Rustenburg communities want ConCourt to set aside Sibanye’s Lonmin takeover

Workers walk past a Lonmin Marikana platinum mine, a site that represents industrial strife in South Africa. Picture: Reuters/Skyler Reid

Workers walk past a Lonmin Marikana platinum mine, a site that represents industrial strife in South Africa. Picture: Reuters/Skyler Reid

They say the merger was approved without the department of mineral resources having approved a social labour plan (SLP) on a large merger.

The Greater Lonmin Community (GLC) have approached the Constitutional Court seeking leave to appeal and set aside the acquisition of platinum mining company, Lonmin Plc by Sibanye-Stillwater.

The GLC is a not-for-profit organisation representing various affected communities of Rustenburg, such as Marikana, Mooinooi, Majakeng, Tornado, Nkaneng, and Bapo ba Mogale community.

Sibanye’s offer to acquire the entire issued and to-be-issued ordinary share capital of Lonmin, subject to certain specific conditions, for around R5.2 billion, became effective on 10 June after 18 months of talks and litigation.

In May, the Competition Appeals Court (CAC) upheld the Competition Tribunal’s decision of 21 November 2018 to approve Sibanye’s offer to acquire Lonmin and thus dismissed the appeal by Association of Mineworkers and Construction Union (Amcu).

Basically, the GLC wants the court to declare section 17 of the Competition Act unconstitutional and declare the merger of Sibanye and Lonmin irregular.

The GCL says the merger was approved without the department of mineral resources having approved a social labour plan (SLP) on a large merger.

In court papers filed by Khanyile MB Attorneys Inc on Thursday, GLC argues that the Competition Tribunal erred in approving the merger with conditions, without proper investigation of Lonmin’s SLP, which was in the process of being amended at the time.

It argues that the Competition Commission approved the merger without a proper investigation and all documents needed for approval submitted as per section 11 of the Mineral Petroleum Resources Development Act.
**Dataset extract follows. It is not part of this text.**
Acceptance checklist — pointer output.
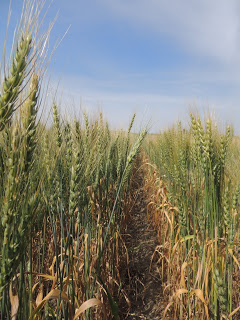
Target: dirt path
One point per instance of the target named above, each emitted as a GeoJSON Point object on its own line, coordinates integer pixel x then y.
{"type": "Point", "coordinates": [143, 287]}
The organisation goes back to the acknowledgement made by the Farlam Commission that Lonmin’s failure to fulfill its obligations to the SLP was a contributing factor that gave rise to the Marikana massacre of 2012, and that that report has never been taken on review by Lonmin.
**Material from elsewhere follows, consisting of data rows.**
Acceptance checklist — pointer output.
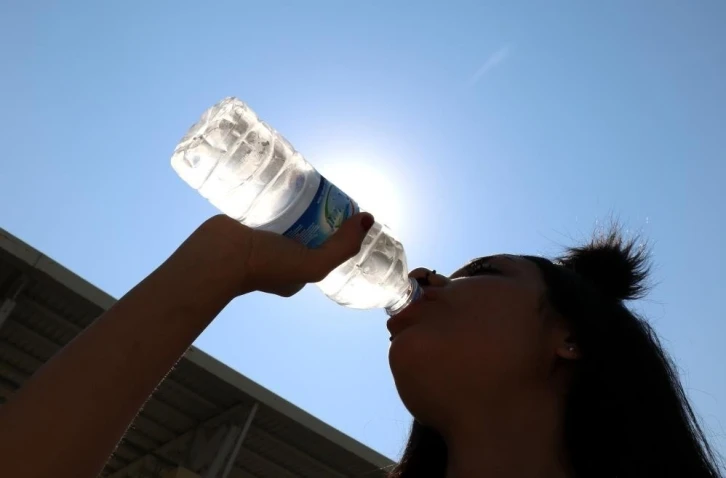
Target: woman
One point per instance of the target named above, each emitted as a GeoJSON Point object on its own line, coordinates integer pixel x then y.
{"type": "Point", "coordinates": [514, 366]}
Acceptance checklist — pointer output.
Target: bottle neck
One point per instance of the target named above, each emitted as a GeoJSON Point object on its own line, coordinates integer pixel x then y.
{"type": "Point", "coordinates": [413, 293]}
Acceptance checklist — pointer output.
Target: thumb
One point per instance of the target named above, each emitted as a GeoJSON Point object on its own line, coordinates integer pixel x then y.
{"type": "Point", "coordinates": [344, 244]}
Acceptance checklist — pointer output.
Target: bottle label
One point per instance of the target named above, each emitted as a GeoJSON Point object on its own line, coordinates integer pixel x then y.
{"type": "Point", "coordinates": [329, 208]}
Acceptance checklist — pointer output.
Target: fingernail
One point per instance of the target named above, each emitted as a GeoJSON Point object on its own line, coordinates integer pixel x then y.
{"type": "Point", "coordinates": [367, 222]}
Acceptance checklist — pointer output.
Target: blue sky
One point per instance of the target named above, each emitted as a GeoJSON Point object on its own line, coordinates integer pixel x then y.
{"type": "Point", "coordinates": [491, 126]}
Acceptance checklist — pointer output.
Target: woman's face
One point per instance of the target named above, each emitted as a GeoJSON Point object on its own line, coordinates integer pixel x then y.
{"type": "Point", "coordinates": [478, 338]}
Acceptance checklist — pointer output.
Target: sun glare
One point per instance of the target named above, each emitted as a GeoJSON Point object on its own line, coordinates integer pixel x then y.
{"type": "Point", "coordinates": [373, 189]}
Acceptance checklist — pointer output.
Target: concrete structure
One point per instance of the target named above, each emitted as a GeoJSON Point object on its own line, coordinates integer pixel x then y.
{"type": "Point", "coordinates": [205, 419]}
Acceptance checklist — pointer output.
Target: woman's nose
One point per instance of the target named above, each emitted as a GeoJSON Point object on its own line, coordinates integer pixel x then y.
{"type": "Point", "coordinates": [427, 277]}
The GLC also argues that the CAC judgement was inconsistent with international law on the right of the third party who is directly affected by the merger conditions to appeal a merger decision.

The organisation has filed a notice of motion for leave to appeal and an application for condonation, arguing that they had missed the deadline to file papers for leave to appeal due to the fact that raising legal fees took time as the GLC is a self-funded community-based organisation.

The respondents in the matter have been listed as the Competition Tribunal, Sibanye, Lonmin, Mining Forum of SA, NGO formed by women in Marikana Sikhala Sonke, the Competition Commission and the minster of mineral resources and energy.

If the Constitutional Court hears the matter and grants a declaratory order, it could throw a spanner in the works for Sibanye and Lonmin after having worked so insistently to get regulatory approvals and see the deal through.

Sibanye has declined to comment on the matter, with spokesperson James Wellsted saying: “No comment from our side.”